Подруга Андрея уже поднялась и, взвизгнув «Козёл!», сорвала с крючка куртку, сунула ноги в огромные рыжие ботинки и выбежала в подъезд. За ней устремились подруги — остановить и вернуть.
— Чо-чо? — передразнил я Демонессу и мрачно зыркнул на подростков. — Ничо! Ты поможешь мне найти Унгерна или нет?!
— Да помогу-помогу! — воскликнула девчонка. — Я ж чо тебя и привела: Дрон знает, где его найти! — она ткнула пальцем в лежавшего у меня под ногами скулящего зэка. После слов Демонессы он бросил на меня быстрый испуганный взгляд. Лоб мгновенно покрылся испариной.
— Дура! — заорал он. — Дура! Ты же меня сдала! Зачем ты меня сдала?! Зачем?
Прошло совсем немного времени. Я покинул вечеринку, с которой и без того уже начал разбегаться народ. Не обошлось без драки: какие-то ребята полезли в защиту своего престарелого лидера, но получили по ушам и отстали. Андрей баюкал сломанную руку и шёл вперёд: поднимался по безлюдной тёмной лестнице на двадцатый этаж, ругаясь вполголоса и угрожая, что какие-то «пацаны» меня найдут и «прихлопнут». Мы оба забрались на технический уровень и встали перед дверью, на которой висел замок — огромное старое и ржавое чудовище.
— И что дальше? — Андрей усмехнулся, но настроение у него явно ухудшилось, когда я сорвал замок голыми руками, лишь дужка по полу лязгнула.
С ночного неба лило, как из ведра, и добрая половина Дворца Советов скрывались в облаках. Он и без того выглядел, как что-то нереальное, а сейчас, когда представлял собой огромный столб света, уходивший в облака, — особенно. Шлёпая по лужам и обходя телевизионные антенны, спутниковые тарелки и гудящие коробки вентиляционных шахт, мы с Андреем дошли до края крыши, за которым начиналась тёмная бездна.
— Поговорим.
— Ничего я тебе, ментяра, не скажу, — набычился зэк.
— Тогда полетаем, — пожал я плечами.
— Ага, конечно, — сукин сын вёл себя вызывающе. — Давай. Блефуй, мусорок.

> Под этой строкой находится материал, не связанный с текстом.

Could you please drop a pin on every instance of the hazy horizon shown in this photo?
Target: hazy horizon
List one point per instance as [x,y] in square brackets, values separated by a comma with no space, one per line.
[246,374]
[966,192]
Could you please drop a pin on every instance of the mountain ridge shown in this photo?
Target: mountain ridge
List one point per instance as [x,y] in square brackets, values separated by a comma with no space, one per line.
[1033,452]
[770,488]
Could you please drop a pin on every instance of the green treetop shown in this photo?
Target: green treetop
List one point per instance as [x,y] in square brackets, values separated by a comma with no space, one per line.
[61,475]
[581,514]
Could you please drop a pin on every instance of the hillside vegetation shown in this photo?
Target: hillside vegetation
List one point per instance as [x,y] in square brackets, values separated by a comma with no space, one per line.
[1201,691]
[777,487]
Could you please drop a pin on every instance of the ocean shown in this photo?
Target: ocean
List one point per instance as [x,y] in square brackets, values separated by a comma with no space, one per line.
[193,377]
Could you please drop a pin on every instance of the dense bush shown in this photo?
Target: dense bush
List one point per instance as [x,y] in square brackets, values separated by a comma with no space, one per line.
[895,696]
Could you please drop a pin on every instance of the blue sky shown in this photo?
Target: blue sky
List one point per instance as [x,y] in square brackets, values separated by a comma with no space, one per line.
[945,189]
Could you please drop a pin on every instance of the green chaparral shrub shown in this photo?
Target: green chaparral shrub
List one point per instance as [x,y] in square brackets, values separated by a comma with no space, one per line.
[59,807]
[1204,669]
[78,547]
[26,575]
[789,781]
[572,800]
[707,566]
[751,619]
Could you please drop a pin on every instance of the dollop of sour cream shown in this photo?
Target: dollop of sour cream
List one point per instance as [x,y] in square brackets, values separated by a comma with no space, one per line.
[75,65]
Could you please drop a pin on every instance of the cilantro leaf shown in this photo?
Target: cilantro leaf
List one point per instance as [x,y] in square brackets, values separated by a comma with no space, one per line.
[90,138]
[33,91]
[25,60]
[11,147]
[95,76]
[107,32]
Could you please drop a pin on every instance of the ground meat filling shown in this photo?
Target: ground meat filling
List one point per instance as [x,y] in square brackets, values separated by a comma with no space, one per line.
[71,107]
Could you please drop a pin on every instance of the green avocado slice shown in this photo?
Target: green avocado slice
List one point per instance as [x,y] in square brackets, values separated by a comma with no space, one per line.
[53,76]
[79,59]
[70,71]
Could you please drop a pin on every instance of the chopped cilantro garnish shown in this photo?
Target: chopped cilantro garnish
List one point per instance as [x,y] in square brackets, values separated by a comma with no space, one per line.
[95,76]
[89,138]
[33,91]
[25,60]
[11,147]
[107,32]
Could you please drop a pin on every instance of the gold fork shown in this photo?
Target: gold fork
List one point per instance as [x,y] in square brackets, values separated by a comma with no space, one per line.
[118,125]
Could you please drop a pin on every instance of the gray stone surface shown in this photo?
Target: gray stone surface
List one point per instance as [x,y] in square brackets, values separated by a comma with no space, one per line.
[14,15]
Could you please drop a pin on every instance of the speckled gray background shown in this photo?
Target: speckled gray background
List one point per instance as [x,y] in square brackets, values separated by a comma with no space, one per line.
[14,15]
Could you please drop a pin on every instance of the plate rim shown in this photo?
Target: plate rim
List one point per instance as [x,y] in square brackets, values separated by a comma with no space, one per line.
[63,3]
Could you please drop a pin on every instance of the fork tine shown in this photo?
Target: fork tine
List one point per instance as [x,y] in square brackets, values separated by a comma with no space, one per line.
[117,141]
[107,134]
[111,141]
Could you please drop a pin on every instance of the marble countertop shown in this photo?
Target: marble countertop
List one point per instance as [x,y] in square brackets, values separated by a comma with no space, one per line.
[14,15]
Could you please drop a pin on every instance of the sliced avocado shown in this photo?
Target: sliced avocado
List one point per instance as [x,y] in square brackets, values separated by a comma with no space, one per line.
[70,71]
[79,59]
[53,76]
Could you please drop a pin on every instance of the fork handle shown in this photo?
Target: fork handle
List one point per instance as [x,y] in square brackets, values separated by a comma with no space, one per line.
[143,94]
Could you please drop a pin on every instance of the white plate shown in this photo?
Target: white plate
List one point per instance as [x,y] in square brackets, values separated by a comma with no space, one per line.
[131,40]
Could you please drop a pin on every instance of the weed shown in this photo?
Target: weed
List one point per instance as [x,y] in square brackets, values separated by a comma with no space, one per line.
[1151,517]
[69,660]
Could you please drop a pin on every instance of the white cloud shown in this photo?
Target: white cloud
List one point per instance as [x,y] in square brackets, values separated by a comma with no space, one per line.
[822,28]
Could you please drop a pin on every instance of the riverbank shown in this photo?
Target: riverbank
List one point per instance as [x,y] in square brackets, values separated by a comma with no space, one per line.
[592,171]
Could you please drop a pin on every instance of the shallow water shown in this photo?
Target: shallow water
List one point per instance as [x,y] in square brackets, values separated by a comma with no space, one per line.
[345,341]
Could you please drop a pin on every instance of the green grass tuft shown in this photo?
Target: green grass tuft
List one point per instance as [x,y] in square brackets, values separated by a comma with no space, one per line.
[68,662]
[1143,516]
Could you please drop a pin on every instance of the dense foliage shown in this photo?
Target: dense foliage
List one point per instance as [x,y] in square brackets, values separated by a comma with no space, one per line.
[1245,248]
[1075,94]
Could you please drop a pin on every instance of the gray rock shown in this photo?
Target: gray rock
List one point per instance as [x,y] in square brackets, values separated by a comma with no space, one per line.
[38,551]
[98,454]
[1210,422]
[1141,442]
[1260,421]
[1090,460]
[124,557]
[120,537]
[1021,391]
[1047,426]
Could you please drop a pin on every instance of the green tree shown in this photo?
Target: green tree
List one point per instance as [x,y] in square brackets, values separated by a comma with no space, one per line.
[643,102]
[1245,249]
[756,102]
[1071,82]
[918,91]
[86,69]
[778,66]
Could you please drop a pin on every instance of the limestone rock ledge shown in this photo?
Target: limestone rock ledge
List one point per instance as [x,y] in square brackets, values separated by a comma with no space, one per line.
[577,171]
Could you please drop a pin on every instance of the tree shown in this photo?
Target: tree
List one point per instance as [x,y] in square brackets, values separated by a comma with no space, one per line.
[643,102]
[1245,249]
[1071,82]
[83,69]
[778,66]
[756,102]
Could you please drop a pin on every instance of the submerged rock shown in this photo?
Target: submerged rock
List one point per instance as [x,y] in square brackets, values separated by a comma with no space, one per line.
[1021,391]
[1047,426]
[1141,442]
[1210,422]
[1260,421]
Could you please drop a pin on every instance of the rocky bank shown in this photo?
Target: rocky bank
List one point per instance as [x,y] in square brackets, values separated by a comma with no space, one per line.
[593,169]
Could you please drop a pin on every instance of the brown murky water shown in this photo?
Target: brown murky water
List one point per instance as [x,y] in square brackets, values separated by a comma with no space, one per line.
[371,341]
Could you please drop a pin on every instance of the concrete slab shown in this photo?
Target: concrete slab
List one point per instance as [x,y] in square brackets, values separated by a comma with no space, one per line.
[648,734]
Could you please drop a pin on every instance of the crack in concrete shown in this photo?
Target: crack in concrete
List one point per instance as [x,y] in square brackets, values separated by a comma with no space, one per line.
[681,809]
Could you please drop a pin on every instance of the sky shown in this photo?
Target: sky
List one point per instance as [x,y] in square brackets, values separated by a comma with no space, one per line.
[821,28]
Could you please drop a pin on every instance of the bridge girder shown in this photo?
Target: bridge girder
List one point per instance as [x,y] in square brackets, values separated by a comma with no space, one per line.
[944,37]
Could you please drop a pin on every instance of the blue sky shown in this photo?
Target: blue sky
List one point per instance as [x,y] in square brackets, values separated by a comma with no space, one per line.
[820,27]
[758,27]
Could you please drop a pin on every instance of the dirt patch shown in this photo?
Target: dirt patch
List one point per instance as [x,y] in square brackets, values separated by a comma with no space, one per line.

Я двинул Андрею в рожу. Как в кино: «аккуратно, но сильно», отчего мой будущий информатор, издав крик раненой чайки, рухнул на мокрый гудрон крыши. Мои волосы промокли, и вода с них начала стекать вниз — по лицу и шее. Мерзко. Я поднял скулившее тело за ногу: оно оказалось очень лёгким.